Any help or feedback would be GREATLY appreciated. I've always been able to get good advice and help with my pc issues here. Thanks in advance !!


----------



## Rollin' Rog (Dec 9, 2000)

If it's any consolation ...

http://members.home.nl/marf/Infinite Loop.html


----------



## ACE007 (Oct 26, 2001)

So basically I'm screwed and to deal with it ?


----------



## Rollin' Rog (Dec 9, 2000)

Have you tried the BIOS edits or the Nvidia driver version that seems to help some?

And how much ram do you have installed? You seem to have two different references in you signature. Changing the amt of ram being used may alter the way this issue is handled by the BIOS and the Display driver.


----------



## ACE007 (Oct 26, 2001)

I am not sure what BIOD edits are and am a little tenative to get into something like that. I do have 2GB RAM (came with that much, I didnt add to it) for memory. I do have the latest driver installed for my vid card as well.


----------



## Rollin' Rog (Dec 9, 2000)

Actually there are only three settings mentioned in that list that I would consider editing:

Video Bios Shadow - disable 
Video Bios Cacheable - disable
AGP Aperture Set to 256MB

Again it's your choice; you can always reload "setup defaults" at any time in the BIOS. You may notice some reduction in performance at these settings.

Explanations of these settings can be found in ...

http://www.adriansrojakpot.com/Speed_Demonz/BIOS_Guide/BIOS_Guide_Index.htm


----------



## ACE007 (Oct 26, 2001)

Thank you for your responses. How would I go about changing these BIOS settings, and will changing them have any effect on my pc in the sense that I'd lose information ? I have a recent backup of my important files but just want to be sure before I change anything.


----------



## Rollin' Rog (Dec 9, 2000)

Watch the first data screen you see on startup to see what key to press to enter "setup". This is the BIOS. The settings you will be looking for should be in the chipset setup page. Arrow keys are used to navigate within screens. Once an item is highlighted, pressing pgup/dn or +/- toggles the options available for it. The esc key returns you to the original screen where you can select "exit with saving" (or something similar), or if you have become confused or think you did something you don't want to keep "exit without saving".

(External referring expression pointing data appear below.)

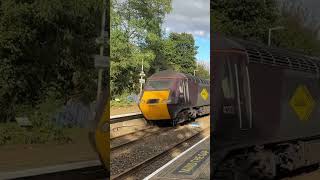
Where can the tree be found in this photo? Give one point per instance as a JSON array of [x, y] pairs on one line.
[[248, 19], [46, 45], [135, 25], [203, 70]]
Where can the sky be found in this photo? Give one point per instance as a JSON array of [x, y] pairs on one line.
[[193, 17]]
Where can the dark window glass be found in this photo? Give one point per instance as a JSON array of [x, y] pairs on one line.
[[159, 84]]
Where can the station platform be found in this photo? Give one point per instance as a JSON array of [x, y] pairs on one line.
[[194, 163]]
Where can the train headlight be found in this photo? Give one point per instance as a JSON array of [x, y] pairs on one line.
[[105, 128], [167, 101]]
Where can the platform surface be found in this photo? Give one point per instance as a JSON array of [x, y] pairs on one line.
[[194, 163]]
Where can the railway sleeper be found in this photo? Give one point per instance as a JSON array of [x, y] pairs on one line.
[[270, 161]]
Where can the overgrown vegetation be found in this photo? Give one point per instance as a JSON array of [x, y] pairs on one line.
[[46, 59], [136, 36]]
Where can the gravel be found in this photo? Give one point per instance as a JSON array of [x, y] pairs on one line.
[[129, 156]]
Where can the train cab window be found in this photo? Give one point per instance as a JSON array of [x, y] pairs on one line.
[[159, 84], [227, 81]]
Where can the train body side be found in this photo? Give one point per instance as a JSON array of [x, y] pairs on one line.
[[266, 108], [183, 94]]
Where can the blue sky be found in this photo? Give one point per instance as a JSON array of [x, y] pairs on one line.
[[192, 17]]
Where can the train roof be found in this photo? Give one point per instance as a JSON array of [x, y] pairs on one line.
[[258, 53], [173, 74]]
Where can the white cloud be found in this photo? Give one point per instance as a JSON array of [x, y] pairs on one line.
[[189, 16]]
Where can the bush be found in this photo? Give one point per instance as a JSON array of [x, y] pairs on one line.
[[43, 129], [124, 100], [12, 133]]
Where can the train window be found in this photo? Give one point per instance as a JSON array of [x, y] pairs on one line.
[[159, 84], [227, 82]]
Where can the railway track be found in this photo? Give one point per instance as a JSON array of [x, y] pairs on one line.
[[79, 170], [93, 169], [130, 171], [136, 139]]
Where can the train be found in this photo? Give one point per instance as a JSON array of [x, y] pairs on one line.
[[173, 97], [266, 112]]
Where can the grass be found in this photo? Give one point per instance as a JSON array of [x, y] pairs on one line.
[[12, 133]]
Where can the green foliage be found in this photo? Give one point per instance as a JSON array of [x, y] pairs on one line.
[[177, 52], [202, 71], [248, 19], [45, 44], [11, 133], [43, 130], [136, 36]]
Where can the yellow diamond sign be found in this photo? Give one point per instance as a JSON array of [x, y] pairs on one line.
[[302, 103], [204, 94]]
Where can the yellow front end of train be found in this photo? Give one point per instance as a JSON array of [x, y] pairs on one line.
[[154, 106]]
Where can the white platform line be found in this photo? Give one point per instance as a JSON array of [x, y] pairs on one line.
[[170, 162], [125, 115]]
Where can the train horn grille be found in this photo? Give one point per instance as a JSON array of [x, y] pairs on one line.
[[152, 101]]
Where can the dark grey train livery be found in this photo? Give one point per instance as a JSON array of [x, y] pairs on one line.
[[266, 112], [174, 97]]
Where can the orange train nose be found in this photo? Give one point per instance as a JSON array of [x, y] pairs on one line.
[[153, 105]]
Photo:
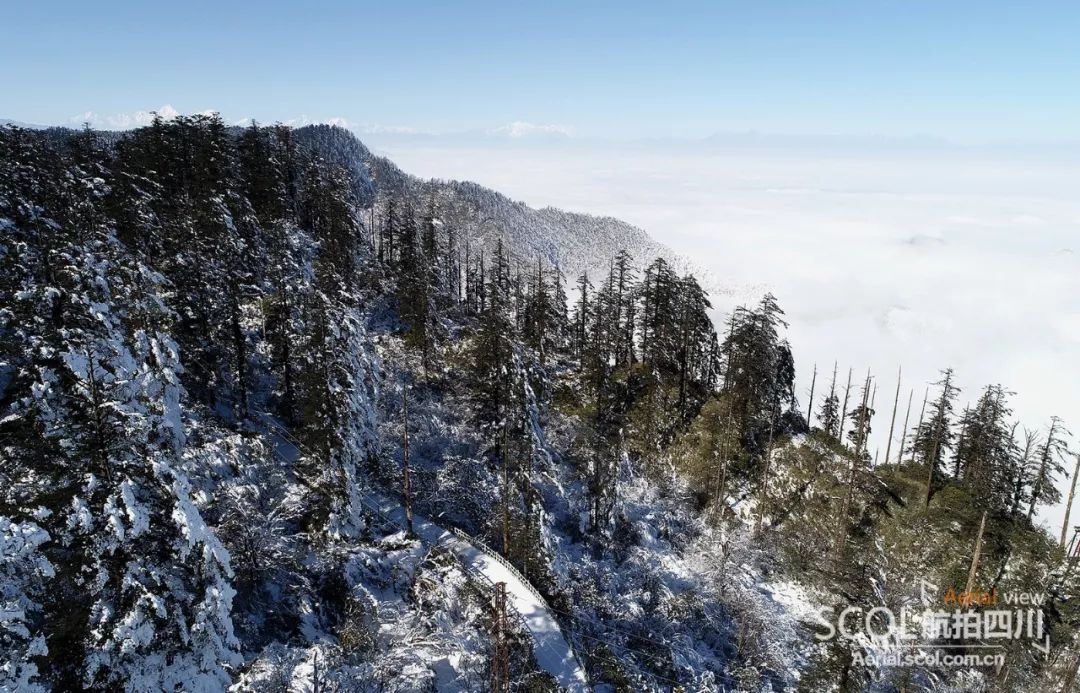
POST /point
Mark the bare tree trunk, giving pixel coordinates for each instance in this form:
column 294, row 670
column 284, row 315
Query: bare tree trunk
column 1043, row 462
column 406, row 477
column 1068, row 504
column 922, row 411
column 844, row 409
column 903, row 432
column 975, row 556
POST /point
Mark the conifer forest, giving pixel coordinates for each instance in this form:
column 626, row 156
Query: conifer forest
column 277, row 416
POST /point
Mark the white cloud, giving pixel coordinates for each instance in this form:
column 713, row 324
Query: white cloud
column 930, row 259
column 522, row 128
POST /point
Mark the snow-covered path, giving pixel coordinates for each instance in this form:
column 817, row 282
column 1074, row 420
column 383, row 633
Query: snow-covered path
column 553, row 653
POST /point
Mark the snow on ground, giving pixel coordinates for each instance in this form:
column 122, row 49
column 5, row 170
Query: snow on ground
column 551, row 649
column 881, row 254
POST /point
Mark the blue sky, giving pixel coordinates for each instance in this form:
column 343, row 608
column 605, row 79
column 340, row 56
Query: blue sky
column 968, row 71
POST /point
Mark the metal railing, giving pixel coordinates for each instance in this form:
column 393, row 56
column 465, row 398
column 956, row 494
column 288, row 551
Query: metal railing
column 503, row 561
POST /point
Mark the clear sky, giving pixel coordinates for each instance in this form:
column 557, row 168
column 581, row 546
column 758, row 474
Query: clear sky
column 960, row 69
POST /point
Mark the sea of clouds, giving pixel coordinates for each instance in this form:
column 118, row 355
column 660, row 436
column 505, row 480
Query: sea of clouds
column 882, row 253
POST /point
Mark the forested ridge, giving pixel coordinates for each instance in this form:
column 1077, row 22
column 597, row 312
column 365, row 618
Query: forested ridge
column 216, row 341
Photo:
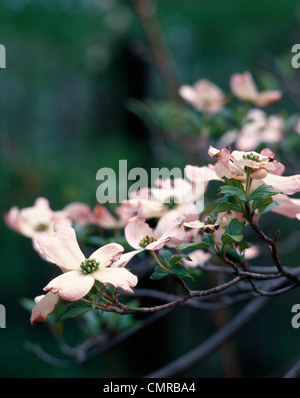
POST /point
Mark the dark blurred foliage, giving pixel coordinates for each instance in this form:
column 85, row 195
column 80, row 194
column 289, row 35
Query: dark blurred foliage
column 72, row 67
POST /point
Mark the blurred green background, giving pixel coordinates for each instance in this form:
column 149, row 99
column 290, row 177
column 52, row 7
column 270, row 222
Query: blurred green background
column 71, row 67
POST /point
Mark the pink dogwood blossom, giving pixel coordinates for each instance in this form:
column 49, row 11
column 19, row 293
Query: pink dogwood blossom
column 80, row 273
column 31, row 221
column 204, row 96
column 257, row 129
column 243, row 87
column 265, row 168
column 45, row 305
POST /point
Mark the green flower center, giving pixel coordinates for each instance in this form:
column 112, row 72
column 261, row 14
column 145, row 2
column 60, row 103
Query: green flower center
column 41, row 228
column 88, row 266
column 147, row 240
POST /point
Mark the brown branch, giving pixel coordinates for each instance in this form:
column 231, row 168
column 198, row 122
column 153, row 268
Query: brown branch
column 272, row 245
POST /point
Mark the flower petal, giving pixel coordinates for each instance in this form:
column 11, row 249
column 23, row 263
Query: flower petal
column 44, row 307
column 107, row 254
column 285, row 184
column 287, row 206
column 137, row 229
column 61, row 247
column 118, row 277
column 72, row 285
column 125, row 258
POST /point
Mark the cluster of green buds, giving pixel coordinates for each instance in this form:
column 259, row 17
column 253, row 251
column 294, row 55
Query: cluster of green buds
column 88, row 266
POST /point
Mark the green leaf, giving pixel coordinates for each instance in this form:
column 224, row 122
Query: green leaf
column 235, row 227
column 233, row 232
column 262, row 192
column 268, row 208
column 207, row 242
column 165, row 258
column 233, row 191
column 226, row 205
column 181, row 271
column 74, row 310
column 233, row 253
column 234, row 183
column 158, row 273
column 175, row 259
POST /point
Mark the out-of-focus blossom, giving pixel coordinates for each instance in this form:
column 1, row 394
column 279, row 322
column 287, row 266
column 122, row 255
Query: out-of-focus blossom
column 251, row 252
column 257, row 129
column 243, row 87
column 265, row 169
column 31, row 221
column 45, row 305
column 80, row 213
column 204, row 96
column 288, row 207
column 105, row 219
column 80, row 273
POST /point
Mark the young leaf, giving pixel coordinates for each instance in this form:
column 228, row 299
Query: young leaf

Should you encounter any performance problems with changed settings (they will not likely affect any Windows or personal settings or data), you can return to the BIOS setup configuration and either choose the option to reload the "setup defaults", or change the individual settings back to where they were. 

Similarly, if the changes offer no improvement, I would return to the original settings.


----------



## digital1986 (Sep 17, 2005)

Alienware = WAYYYYY to much $$$$$


----------



## ACE007 (Oct 26, 2001)

Thanks for the advice you've offered. I'll be trying the changes this afternoon and will post the results.


----------



## ACE007 (Oct 26, 2001)

Following your directions I got into the BIOS without issue. Once there I located the Chipset submenu and made the change in AGP Aperature from 64mb to 256mb. I was unable to locate Video BIOS Shadow or Video BIOS Cacheable in the chipset menu or any other menu at all. This is what is listed on my chipset menu...

Configure DRAM Timing by SPD [enabled]
Performance Acceleration Mode [auto]
DRAM Idle Timer [auto]
DRAM Refresh Rate [auto]
Graphic Adapter Priority [AGP/PCI]
Graphic Aperature Size [256mb] (now since change)
Spread Spectrum [enabled]
ICH Delayed Transaction [enabled]
MPS Revision [1.4]

So I'm kinda lost how to change those other 2 settings. Any ideas ?


----------



## Rollin' Rog (Dec 9, 2000)

If you didn't see them, they are probably not there. Do you have a motherboard manual? What's the motherboard model number? I'd like to have a look myself -- you can usually get these things online.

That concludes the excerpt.